Dallas, TX, United States

Principals

Todd Gleason

Chief Executive Officer

Sector focus

Industrial TechEnergy Transition & Renewables

Frequently asked questions

Is CECO Environmental a family office or an operating company?

CECO Environmental is a publicly traded operating company — not a family office, fund, or investment manager. It earns revenue by designing, manufacturing, and servicing industrial air-quality and fluid-handling equipment. The firm is listed on Nasdaq under the ticker CECO. It does not manage third-party capital in the manner of a GP or multi-family office.

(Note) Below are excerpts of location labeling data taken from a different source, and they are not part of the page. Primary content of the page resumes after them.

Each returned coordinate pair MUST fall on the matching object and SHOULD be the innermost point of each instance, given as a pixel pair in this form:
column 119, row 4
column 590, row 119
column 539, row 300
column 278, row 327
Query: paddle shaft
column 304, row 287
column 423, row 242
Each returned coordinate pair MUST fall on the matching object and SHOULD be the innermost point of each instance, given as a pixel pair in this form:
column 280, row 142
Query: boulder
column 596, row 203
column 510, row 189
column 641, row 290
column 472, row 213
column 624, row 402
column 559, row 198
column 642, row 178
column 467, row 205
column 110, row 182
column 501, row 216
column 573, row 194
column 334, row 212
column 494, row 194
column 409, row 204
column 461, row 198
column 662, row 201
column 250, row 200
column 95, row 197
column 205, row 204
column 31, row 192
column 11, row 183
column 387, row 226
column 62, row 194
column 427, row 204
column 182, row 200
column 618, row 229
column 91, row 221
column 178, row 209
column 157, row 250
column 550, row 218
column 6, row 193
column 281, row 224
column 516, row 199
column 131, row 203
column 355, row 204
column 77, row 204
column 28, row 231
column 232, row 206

What is CECO's acquisition strategy?

CECO acquires founder-owned, mid-sized engineering companies that hold proprietary pollution-control, filtration, or fluid-handling technologies. The firm targets businesses with installed bases that generate recurring aftermarket service and parts revenue. Post-acquisition, CECO generally retains the existing management team and overlays its own global distribution network. The company completed three acquisitions in 2023 alone, including Kemco Systems and a scrubber technology provider in Asia.

Which industries does CECO serve?

CECO’s primary end-markets are petrochemical refining, natural-gas processing, power generation, semiconductor manufacturing, and municipal wastewater treatment. Its scrubbers and cyclones are embedded in refineries across the US Gulf Coast, the Middle East, and China. The semiconductor exposure — providing exhaust management for chip fabrication facilities — has grown with the reshoring of advanced manufacturing capacity.

Does CECO have exposure to the energy transition?

Yes. Beyond its traditional refinery and power-plant work, CECO has expanded into emissions control for biogas upgrading, hydrogen production, and carbon-capture pilot projects. The Kemco acquisition in late 2023 added industrial water reuse and heat-recovery technology, broadening the firm beyond air-only environmental compliance. These segments remain smaller than its core industrial pollution-control business but represent the stated growth vector.

How is CECO governed?

CECO is governed by a board of directors and led by CEO Todd Gleason. It is not founder-controlled — the original founder, Phillip DeZwirek, is no longer involved. The shareholder base includes institutional investors common to small-cap Nasdaq industrials. The governance structure is conventional for a publicly traded consolidator, with acquisition decisions centralized at the corporate level and operating decisions delegated to subsidiary general managers.